Rasulullah ﷺ bersabda:
“Setiap anak Adam pasti berbuat kesalahan, dan sebaik-baik orang yang berbuat kesalahan adalah yang bertaubat.” (HR. Tirmidzi)
Jadi, jangan pernah putus asa dengan dosa yang telah kita lakukan. Yang penting sekarang adalah:
1. **Mengakui kesalahan** dengan tulus di hadapan Allah.
2. **Menyesal** dari lubuk hati yang paling dalam.
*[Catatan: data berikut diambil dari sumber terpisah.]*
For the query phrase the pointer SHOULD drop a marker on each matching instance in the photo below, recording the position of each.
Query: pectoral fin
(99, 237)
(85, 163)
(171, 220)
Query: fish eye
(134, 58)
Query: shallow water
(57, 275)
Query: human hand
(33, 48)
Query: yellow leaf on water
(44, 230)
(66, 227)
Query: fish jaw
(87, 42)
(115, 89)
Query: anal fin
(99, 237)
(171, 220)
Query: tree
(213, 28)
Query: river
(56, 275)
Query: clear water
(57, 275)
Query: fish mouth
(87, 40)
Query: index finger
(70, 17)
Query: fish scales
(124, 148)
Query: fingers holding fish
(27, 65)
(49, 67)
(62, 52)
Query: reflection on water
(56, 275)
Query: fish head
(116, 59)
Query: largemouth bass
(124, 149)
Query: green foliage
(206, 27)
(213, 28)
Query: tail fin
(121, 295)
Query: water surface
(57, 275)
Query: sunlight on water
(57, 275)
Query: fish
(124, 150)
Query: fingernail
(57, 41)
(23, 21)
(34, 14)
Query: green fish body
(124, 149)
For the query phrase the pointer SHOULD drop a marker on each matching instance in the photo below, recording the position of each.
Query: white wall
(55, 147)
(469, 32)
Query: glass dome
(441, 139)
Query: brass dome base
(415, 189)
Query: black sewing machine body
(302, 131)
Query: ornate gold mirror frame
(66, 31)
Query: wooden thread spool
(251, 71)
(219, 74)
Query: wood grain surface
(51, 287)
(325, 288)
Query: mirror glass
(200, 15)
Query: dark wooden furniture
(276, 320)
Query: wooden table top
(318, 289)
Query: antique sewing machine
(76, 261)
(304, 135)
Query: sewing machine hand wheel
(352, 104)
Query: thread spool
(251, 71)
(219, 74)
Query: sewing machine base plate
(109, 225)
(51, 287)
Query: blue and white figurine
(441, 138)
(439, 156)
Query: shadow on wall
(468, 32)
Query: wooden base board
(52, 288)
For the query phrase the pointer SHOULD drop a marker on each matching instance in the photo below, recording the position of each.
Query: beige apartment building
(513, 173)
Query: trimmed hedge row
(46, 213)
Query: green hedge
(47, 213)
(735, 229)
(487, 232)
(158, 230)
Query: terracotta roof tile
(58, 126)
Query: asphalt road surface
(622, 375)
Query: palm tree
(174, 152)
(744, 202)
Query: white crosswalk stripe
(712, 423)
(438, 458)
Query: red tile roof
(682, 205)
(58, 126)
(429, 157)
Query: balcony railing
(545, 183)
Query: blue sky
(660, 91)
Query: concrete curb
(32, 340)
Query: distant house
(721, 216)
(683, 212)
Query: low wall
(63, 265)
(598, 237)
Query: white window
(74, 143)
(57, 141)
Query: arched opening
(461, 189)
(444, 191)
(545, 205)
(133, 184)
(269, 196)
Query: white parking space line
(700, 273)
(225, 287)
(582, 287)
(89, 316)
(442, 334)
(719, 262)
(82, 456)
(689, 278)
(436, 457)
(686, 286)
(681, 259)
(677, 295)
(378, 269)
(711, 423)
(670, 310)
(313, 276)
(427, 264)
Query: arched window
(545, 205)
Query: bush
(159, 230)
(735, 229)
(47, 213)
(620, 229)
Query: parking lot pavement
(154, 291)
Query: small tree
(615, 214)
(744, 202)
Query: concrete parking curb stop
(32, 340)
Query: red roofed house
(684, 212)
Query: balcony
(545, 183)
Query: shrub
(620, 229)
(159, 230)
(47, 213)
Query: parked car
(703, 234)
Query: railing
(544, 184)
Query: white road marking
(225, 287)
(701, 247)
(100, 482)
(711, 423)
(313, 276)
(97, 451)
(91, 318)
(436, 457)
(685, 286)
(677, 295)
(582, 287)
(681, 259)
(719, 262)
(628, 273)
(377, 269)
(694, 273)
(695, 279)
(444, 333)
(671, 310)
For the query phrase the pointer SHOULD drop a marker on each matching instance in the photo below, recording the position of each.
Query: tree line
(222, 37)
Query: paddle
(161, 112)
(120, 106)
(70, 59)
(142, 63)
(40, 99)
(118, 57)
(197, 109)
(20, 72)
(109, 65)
3. **Berhenti** dari dosa itu seketika, dan berusaha keras tidak mengulanginya.
4. **Mengganti** dengan amal saleh sebanyak mungkin (sholat, dzikir, sedekah, membaca Al-Qur’an, dll).
Allah berfirman:
“Katakanlah: Wahai hamba-hamba-Ku yang melampaui batas terhadap diri mereka sendiri! Janganlah kamu berputus asa dari rahmat Allah. Sesungguhnya Allah mengampuni dosa-dosa semuanya. Sesungguhnya Dialah Yang Maha Pengampun lagi Maha Penyayang.” (QS. Az-Zumar: 53)
Ingat, saudaraku…
Dosa yang paling berat sekalipun, jika kita bertaubat dengan sungguh-sungguh, Allah akan mengampuninya. Bahkan dosa syirik sekalipun, selama seseorang masih hidup dan bertaubat sebelum ruh dicabut, Allah masih memberikan ampunan.
Maka marilah kita semua kembali kepada Allah hari ini juga.
Mulai dari sholat yang khusyuk, menjauhi hal-hal yang Allah larang, dan memperbanyak istighfar.
“Ya Allah, ampunilah dosa-dosa kami yang telah lalu dan yang akan datang, yang kami sembunyikan dan yang kami tampakkan, yang Engkau lebih tahu daripada kami. Engkaulah Yang Maha Mendahului dan Yang Maha Mengakhirkan. Tiada Tuhan selain Engkau.”
Jika ada dosa tertentu yang sedang memberatkan hatimu, ceritakan saja (tanpa detail yang tidak perlu), insyaAllah kita bisa sama-sama mengingatkan cara taubat yang benar sesuai Al-Qur’an dan Sunnah.
Semoga Allah jadikan kita termasuk hamba-hamba yang selalu bertaubat dan kembali kepada-Nya. Aamiin.
Wassalamu’alaikum warahmatullahi wabarakatuh.